Last week, Sierra decided that she wanted more structured learning. She didn't think unschooling was working out for her. I said okay.
I neglected to mention that taking ownership of her education is one of the reasons I decided to try this method.
We set aside time to sit outside and discuss how she learns best and what she is interested in. I always fall back on the classical trivium since it's a very logical setup. Each year, I throw books and information in her path from where we would be on the trivium if she were classically educated. This year would be the modern age and physics. When I'm working in the children's room at the library, I scan the shelves for interesting books on various physics topics and biographies. We pulled down an old Science-in-a-Nutshell levers kit I had saved from the older two. I'm thinking I'll have her build a bridge at some point. Math will be freestyle. I'm planning on using our bathroom dry erase board for writing problems. She's also expressed interest in learning about different places, so she started the year reading about Australia. London will be next.
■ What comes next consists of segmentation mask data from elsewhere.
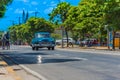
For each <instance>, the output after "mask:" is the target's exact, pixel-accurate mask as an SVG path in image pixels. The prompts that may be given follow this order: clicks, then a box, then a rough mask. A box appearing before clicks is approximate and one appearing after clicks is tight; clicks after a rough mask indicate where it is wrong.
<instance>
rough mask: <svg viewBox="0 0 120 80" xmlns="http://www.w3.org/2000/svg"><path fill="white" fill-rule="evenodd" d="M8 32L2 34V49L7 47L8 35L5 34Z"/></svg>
mask: <svg viewBox="0 0 120 80" xmlns="http://www.w3.org/2000/svg"><path fill="white" fill-rule="evenodd" d="M5 34H6V32H4V33H3V34H2V38H1V41H2V49H5V45H6V36H5Z"/></svg>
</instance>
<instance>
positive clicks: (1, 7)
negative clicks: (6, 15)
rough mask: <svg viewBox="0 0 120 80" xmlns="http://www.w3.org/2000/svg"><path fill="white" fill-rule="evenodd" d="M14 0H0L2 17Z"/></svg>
mask: <svg viewBox="0 0 120 80" xmlns="http://www.w3.org/2000/svg"><path fill="white" fill-rule="evenodd" d="M11 2H12V0H0V18H1V17H3V16H4V14H5V11H6V6H7V5H9V4H10V3H11Z"/></svg>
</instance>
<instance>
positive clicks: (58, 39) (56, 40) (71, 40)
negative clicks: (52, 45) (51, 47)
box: [56, 38, 75, 45]
mask: <svg viewBox="0 0 120 80" xmlns="http://www.w3.org/2000/svg"><path fill="white" fill-rule="evenodd" d="M63 43H67V38H63ZM68 43H72V44H74V43H75V41H74V40H73V39H72V38H68ZM61 44H62V39H58V40H56V45H61Z"/></svg>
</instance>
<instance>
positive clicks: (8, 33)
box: [5, 32, 10, 49]
mask: <svg viewBox="0 0 120 80" xmlns="http://www.w3.org/2000/svg"><path fill="white" fill-rule="evenodd" d="M5 37H6V46H7V49H10V34H9V32H7V33H6V34H5Z"/></svg>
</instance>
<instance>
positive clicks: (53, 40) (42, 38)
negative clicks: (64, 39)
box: [32, 38, 54, 43]
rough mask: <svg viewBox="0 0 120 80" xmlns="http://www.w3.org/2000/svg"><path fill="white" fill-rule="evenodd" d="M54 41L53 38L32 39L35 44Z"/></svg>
mask: <svg viewBox="0 0 120 80" xmlns="http://www.w3.org/2000/svg"><path fill="white" fill-rule="evenodd" d="M51 41H54V39H53V38H34V39H32V43H34V42H51Z"/></svg>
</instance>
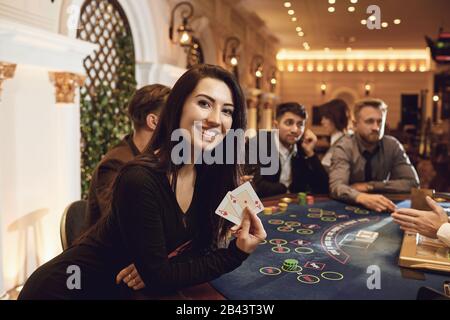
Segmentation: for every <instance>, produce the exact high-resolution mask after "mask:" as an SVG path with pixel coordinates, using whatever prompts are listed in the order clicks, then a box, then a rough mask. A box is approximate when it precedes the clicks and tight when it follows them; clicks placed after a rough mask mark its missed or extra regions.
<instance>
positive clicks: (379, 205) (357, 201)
mask: <svg viewBox="0 0 450 320" xmlns="http://www.w3.org/2000/svg"><path fill="white" fill-rule="evenodd" d="M356 203H358V204H360V205H363V206H364V207H366V208H367V209H370V210H374V211H376V212H383V211H389V212H393V211H395V209H396V206H395V204H394V203H393V202H392V201H391V200H389V199H388V198H386V197H384V196H382V195H380V194H368V193H360V194H359V195H358V196H357V197H356Z"/></svg>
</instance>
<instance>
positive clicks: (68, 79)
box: [49, 72, 86, 103]
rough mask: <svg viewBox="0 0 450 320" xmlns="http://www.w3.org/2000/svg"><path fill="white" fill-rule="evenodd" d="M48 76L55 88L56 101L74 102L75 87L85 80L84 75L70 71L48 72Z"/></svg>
mask: <svg viewBox="0 0 450 320" xmlns="http://www.w3.org/2000/svg"><path fill="white" fill-rule="evenodd" d="M49 76H50V81H51V82H52V83H53V85H54V86H55V89H56V93H55V100H56V103H74V102H75V89H76V88H77V87H81V86H82V85H83V84H84V81H85V80H86V77H85V76H82V75H78V74H75V73H70V72H49Z"/></svg>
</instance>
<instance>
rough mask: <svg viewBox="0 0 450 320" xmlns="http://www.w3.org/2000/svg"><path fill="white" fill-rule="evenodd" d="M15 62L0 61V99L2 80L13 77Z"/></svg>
mask: <svg viewBox="0 0 450 320" xmlns="http://www.w3.org/2000/svg"><path fill="white" fill-rule="evenodd" d="M16 67H17V65H16V64H13V63H7V62H0V101H1V100H2V88H3V81H5V80H8V79H12V78H14V74H15V73H16Z"/></svg>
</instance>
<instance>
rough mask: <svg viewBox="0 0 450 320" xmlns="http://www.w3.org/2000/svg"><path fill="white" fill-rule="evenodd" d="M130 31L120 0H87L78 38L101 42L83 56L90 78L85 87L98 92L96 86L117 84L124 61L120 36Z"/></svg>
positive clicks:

At the same time, I've started watching Sailor Moon with her. She watched it a while back with her big sister. The two of them learned that it was much better in the original Japanese with subtitles than in dubbed English, so that is how we are watching it now. My kids enjoy anime, and seeing it this way has given me new respect for the style. Did you know some of the earliest anime movies were inspired by art coming out of the Disney studios? I thought that was interesting.
Right now, Sierra is reading Watership Down and the final Skulduggery Pleasant book by Derek Landy. We still get together with other homeschoolers on Wednesdays and she's still volunteering at the nature center cleaning cages and feeding the resident animals. I hope I'll have the time for some museum trips as well. And because it is harder for me to keep track now, she's started telling me what she's doing so I can keep notes of everything for the quarterlies.
Life is different, but still very much the same.